Mediators vs. Third Variables
Similarities:
Both involve multivariate research designs
Both can be detected using multiple regression
Differences:
Third variables are external to the bivariate correlation (problematic)
Mediators are internal to the causal variable (not problematic)
Mediators vs. Moderators
Mediator : WHY or HOW (how/why something happens)
Moderators: FOR WHOM or WHEN (true for everyone/not or a certain context)
Multivariate Designs and the 4 Validities
Internal validity
Construct validity: do variables measure what they are supposed to measure?
External validity: can findings be generalized to another population/group?
Statistical validity: p values and CI to see if findings are significant, beta for regression and r for correlation
Claim 1: “Active sex life may lead to improved job satisfaction and engagement in work”

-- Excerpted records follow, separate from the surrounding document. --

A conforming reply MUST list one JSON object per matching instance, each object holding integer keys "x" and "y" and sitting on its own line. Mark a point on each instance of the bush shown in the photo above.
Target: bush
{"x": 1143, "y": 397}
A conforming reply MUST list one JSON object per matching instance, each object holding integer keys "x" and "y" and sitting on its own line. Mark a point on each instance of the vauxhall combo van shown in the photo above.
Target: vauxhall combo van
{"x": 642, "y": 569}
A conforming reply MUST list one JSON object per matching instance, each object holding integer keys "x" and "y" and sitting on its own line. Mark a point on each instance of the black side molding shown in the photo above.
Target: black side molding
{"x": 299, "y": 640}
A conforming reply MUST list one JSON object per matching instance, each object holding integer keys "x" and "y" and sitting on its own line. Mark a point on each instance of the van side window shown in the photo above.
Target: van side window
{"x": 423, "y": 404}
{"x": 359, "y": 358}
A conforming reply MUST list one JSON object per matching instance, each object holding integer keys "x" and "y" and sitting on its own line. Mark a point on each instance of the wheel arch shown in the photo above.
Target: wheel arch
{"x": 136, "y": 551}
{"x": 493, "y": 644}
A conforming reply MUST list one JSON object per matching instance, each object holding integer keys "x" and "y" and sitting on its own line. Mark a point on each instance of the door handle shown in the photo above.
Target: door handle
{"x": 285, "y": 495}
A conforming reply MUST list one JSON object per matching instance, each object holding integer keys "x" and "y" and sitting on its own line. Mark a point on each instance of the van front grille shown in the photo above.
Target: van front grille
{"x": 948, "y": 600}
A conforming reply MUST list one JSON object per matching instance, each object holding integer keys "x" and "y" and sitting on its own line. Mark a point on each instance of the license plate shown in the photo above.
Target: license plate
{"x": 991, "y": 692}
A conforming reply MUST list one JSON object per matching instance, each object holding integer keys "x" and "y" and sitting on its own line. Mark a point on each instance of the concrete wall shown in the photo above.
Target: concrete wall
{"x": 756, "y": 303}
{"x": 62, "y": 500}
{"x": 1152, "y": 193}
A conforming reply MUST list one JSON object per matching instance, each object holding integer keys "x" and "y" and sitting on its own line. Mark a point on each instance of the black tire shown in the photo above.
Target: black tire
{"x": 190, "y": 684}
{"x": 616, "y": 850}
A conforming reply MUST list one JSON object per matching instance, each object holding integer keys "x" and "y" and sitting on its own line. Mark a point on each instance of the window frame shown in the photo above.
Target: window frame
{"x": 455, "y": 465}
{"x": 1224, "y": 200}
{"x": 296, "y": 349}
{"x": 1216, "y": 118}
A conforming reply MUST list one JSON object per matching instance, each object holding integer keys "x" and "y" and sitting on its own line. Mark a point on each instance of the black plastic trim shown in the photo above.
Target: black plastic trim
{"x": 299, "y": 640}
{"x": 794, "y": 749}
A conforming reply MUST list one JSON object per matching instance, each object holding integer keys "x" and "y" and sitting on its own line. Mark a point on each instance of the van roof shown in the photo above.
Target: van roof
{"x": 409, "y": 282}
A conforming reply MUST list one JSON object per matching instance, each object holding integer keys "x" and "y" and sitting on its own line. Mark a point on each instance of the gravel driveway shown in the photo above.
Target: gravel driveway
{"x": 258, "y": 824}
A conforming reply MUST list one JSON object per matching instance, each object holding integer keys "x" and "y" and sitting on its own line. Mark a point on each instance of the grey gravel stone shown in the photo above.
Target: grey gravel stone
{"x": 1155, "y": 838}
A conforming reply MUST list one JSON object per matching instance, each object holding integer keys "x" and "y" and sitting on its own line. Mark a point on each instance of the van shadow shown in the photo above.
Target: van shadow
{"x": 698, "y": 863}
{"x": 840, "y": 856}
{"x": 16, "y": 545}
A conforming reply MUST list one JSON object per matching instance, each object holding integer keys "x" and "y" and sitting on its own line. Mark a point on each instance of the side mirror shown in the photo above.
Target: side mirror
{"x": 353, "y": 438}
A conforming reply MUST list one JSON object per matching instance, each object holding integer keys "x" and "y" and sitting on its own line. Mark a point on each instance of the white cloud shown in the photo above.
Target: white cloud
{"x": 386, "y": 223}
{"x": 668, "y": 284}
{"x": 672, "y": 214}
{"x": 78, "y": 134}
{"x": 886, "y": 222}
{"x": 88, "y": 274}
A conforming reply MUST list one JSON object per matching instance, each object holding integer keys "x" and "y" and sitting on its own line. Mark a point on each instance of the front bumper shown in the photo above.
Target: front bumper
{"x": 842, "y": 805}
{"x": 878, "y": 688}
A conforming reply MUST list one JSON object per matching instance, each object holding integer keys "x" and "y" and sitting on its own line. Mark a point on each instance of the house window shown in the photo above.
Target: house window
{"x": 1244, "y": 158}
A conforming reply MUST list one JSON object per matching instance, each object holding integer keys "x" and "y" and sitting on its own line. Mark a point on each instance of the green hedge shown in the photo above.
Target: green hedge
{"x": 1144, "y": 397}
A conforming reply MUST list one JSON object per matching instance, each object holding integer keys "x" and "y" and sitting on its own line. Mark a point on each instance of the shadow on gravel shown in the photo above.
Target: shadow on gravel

To understand the impact of sex on work, the researchers followed 159 married employees over the course of 2 weeks, asking them to complete two brief surveys each day. They found the employees who engaged in sex reported more positive moods the next day, and the elevated mood levels in the morning led to more sustained work engagement and job satisfaction throughout the workday

Claim 2: “people with higher incomes spent less time socializing overall”
“People in households with higher incomes spent significantly less time with relatives and neighbors and significantly more time with friends”
Multiple Regression study
controlled for: (to isolate the effect of money on relationships)
age
race
gender
marital status
household size
city size
hours worked
Claim 3: “amount of TV people watched in their your-adult years was linked to lower cognitive abilities in middle age”
Longitudinal Study
Criterion:
3 cognitive tests
Predictor variables:
Amount of TV
Age
Race
Education
Alcohol use
BMI
1. Why aren’t simple bivariate correlations enough to establish causation?
Simple bivariate correlations only show that two variables are related, not that one causes the other. There could be a third variable influencing both, or the direction of causation could be reversed. Because of this, correlations alone cannot establish cause-and-effect relationships.